RE:AI is Singapore Telecommunications ’ (Singtel’s) Digital Infraco’s AI cloud service. Chang notes that most customers currently use GPUaaS to train their enterprise models, retrieval augmented generation experiments augmented generation experiments, and perform fine-tuning exercises. Meanwhile, inferencing is still in the early stages and he expects it to grow in the next 18 months as fine-tuning exercises yield more stable and usable models for customers.
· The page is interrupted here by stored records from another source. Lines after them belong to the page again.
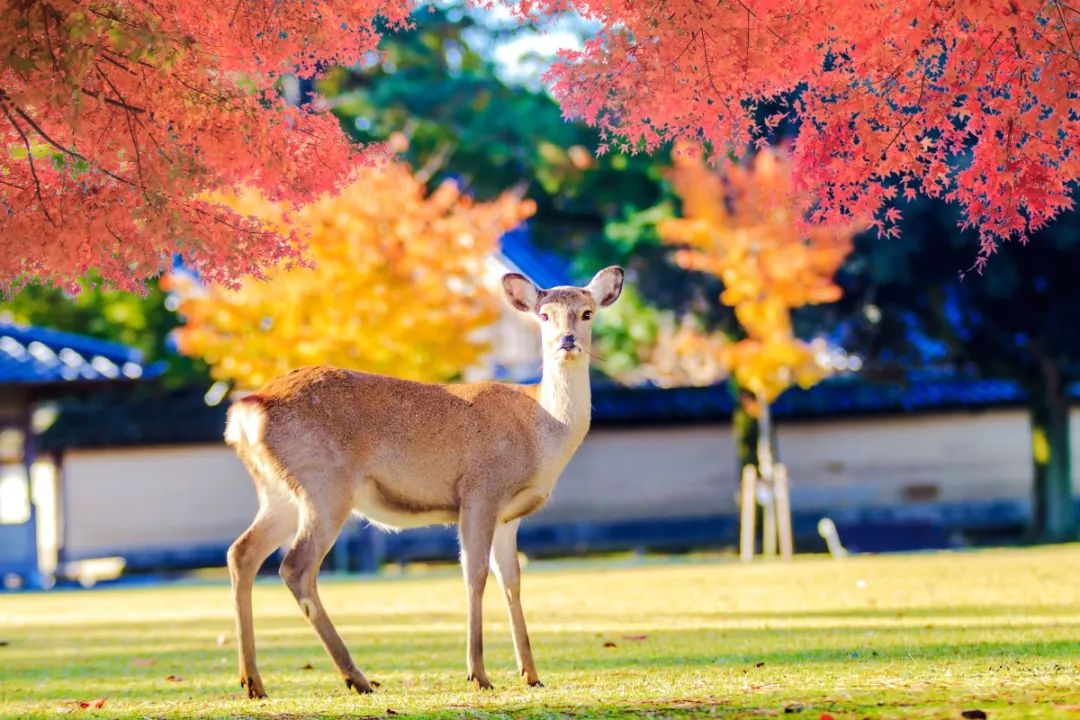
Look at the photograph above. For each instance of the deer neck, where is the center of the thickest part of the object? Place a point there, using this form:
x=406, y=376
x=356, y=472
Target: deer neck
x=565, y=394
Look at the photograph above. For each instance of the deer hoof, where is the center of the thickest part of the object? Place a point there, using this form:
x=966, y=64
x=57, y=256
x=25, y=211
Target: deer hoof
x=254, y=684
x=481, y=682
x=360, y=684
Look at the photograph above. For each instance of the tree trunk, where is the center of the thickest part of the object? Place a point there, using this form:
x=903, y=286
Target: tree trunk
x=1053, y=510
x=744, y=428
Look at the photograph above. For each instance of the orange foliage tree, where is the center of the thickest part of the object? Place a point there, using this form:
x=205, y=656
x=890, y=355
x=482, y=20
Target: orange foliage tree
x=744, y=228
x=396, y=286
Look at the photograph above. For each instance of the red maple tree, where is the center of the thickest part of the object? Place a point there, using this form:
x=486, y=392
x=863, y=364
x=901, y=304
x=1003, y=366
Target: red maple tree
x=972, y=100
x=118, y=117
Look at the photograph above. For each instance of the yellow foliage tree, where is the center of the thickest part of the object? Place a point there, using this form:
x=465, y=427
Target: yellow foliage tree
x=744, y=229
x=395, y=287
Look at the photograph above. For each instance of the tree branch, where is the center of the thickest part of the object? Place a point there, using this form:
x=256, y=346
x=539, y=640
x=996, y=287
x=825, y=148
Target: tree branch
x=29, y=155
x=29, y=121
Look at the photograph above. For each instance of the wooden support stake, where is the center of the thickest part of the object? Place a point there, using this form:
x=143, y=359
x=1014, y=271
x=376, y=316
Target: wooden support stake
x=747, y=513
x=783, y=505
x=768, y=499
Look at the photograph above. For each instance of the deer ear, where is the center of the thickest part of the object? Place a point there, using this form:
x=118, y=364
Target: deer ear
x=521, y=291
x=606, y=285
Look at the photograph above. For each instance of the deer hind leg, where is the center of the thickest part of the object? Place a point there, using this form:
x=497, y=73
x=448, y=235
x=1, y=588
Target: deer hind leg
x=320, y=525
x=273, y=525
x=508, y=571
x=476, y=527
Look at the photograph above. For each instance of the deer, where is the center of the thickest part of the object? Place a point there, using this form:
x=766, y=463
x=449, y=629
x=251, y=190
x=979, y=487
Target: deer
x=323, y=443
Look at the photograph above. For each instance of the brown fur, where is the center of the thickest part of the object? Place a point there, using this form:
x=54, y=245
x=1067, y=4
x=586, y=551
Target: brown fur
x=323, y=442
Cutting AI’s computing costs could also ease environmental worries. The data centres powering these models guzzle electricity and water, mostly to keep servers from overheating, occupying land and producing electrical waste. Current estimates suggest that data centres account for 3% of global electricity consumption, with predictions indicating a rise to a potential 10% by 2030.
Governments around the world have scrambled to undertake efforts to reduce the environmental impact of AI. Last May, Singapore launched a green data centre roadmap aiming to add at least 300 megawatts (MW) of capacity soon, with more through green energy.
The plan includes boosting the energy efficiency of all data centres in the city-state, deploying energy-efficient IT equipment and offering incentives or grants for resource efficiency. No announcement has been made about how the green data centre roadmap will be executed.
To stay ahead of Singapore and the region’s corporate and economic trends, click here for Latest Section
Meanwhile, data centre operators and hyperscalers like Equinix and Google are exploring new cooling methods and clean energy sources. For instance, recycled water is being reused multiple times to reduce a data centre’s water intake, while direct-to-chip liquid cooling helps dissipate heat from AI chips more efficiently, using less energy than traditional methods by directly targeting the heat source at the chip level. They are also considering using nuclear energy to power their energy-intensive data centres.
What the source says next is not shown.